On returning to Ireland I watched last week as President Obama declared that a ‘Red Line’ had been reached in the Syrian struggle and that the use of chemical weapons against its own citizenry, if proven, had created the necessity and rationale for international intervention in the country.

I thought back to Lê Lai avenue, to the ‘honda’ murmurations, and to the deceit of colour

Lê Lai was an early 15th-century Vietnamese general who in an act of bravery dressed himself up as his Emperor Lê Loi to deceive the invading Ming army, charged down a hill to his eventual capture and execution, but in doing so allowed the Emperor and the bulk of the Vietnamese army to escape to fight, and win another day.

In a more general optical deception colour is not really colour, by which I mean that if we were to say that ‘I have a red hat’, we automatically assume that the hat has an inherent property of redness contained within. But in fact it is the exact opposite. The hat only appears red because the material or pigment of the hat has absorbed all of the other colours of the spectrum excepting red. So in essence the inherent colour property of the hat is actually blue-green-yellow-indigo-purple-orange etc. etc and its redness is its default or deceit position.

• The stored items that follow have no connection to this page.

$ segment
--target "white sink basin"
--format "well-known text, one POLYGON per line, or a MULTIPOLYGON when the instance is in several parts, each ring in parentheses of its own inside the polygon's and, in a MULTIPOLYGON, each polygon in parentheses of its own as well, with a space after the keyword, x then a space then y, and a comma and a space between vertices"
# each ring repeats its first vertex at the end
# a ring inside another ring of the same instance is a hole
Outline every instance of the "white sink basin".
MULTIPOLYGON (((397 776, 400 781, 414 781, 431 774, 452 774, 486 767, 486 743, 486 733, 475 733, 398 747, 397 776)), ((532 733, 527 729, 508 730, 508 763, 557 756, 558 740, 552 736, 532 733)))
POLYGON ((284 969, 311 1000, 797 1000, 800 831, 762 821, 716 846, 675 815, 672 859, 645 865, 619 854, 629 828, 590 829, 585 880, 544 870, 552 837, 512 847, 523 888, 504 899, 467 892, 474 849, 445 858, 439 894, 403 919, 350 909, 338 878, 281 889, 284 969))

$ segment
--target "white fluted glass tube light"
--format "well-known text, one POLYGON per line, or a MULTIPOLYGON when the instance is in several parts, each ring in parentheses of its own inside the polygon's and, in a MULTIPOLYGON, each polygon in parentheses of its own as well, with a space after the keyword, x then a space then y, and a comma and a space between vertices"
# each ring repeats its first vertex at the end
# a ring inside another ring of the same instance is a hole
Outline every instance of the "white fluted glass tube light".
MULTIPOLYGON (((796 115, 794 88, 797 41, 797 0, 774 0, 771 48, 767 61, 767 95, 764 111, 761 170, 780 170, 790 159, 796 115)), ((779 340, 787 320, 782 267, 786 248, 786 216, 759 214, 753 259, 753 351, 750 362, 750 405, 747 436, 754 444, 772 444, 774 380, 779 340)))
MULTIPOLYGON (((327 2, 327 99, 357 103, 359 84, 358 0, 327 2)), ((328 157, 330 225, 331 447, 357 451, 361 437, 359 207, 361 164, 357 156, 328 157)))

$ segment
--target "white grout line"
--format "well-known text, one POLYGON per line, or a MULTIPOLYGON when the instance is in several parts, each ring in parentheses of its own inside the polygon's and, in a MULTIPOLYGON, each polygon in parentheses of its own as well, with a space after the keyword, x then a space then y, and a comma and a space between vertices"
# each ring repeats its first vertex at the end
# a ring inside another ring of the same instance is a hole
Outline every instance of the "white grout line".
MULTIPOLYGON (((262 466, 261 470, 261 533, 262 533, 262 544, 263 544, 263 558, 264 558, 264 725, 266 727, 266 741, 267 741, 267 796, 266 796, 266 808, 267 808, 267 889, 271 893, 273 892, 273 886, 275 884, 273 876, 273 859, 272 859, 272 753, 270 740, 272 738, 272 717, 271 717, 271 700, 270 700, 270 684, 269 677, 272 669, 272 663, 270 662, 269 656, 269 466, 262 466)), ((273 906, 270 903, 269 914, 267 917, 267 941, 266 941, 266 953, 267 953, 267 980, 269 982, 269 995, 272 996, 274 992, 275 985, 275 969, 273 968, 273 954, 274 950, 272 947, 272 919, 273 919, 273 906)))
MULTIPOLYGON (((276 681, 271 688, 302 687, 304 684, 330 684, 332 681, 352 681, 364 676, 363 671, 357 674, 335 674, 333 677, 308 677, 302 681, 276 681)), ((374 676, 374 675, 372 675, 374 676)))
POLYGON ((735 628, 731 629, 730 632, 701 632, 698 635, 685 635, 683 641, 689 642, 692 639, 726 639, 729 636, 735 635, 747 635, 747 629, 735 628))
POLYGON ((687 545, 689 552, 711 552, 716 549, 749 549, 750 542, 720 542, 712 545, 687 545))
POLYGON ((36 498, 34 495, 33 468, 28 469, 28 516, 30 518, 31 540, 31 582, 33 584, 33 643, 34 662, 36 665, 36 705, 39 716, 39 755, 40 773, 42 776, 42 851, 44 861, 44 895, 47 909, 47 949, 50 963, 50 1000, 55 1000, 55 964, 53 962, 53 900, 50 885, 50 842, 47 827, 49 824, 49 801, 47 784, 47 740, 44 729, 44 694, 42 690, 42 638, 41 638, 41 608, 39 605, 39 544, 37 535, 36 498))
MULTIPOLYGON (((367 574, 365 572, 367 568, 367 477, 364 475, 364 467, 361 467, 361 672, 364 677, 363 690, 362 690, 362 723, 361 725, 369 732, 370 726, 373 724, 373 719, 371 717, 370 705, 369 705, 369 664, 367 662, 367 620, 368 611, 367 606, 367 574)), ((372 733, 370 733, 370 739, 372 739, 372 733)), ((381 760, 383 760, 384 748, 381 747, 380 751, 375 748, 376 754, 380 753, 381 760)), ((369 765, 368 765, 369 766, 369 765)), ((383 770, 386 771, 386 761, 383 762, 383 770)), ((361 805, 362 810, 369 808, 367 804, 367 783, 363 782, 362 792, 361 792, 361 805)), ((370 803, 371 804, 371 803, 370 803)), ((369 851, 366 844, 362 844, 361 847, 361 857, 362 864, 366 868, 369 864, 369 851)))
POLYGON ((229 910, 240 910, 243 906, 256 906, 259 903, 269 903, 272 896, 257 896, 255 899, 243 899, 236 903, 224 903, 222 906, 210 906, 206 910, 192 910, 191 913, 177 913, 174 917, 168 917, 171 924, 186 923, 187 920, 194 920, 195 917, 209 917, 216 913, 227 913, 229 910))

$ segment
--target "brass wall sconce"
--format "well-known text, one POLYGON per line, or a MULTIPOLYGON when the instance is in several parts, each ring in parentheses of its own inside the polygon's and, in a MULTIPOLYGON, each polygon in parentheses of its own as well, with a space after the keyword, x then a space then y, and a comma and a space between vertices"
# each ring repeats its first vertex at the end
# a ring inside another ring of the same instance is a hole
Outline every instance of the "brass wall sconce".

Do not get me wrong. I think immediate intervention in Syria is entirely appropriate and warranted but any rationale based on a greater moral impunity by the US is a deceit of what has constituted a ‘red line’ in the past and is undermined by the US sanction and use of chemical agents against the Vietnamese in that war. Maybe the lessons have been learnt.

I wonder however what would have been thought if President Obama had said an ‘Orange Line’ had been breached.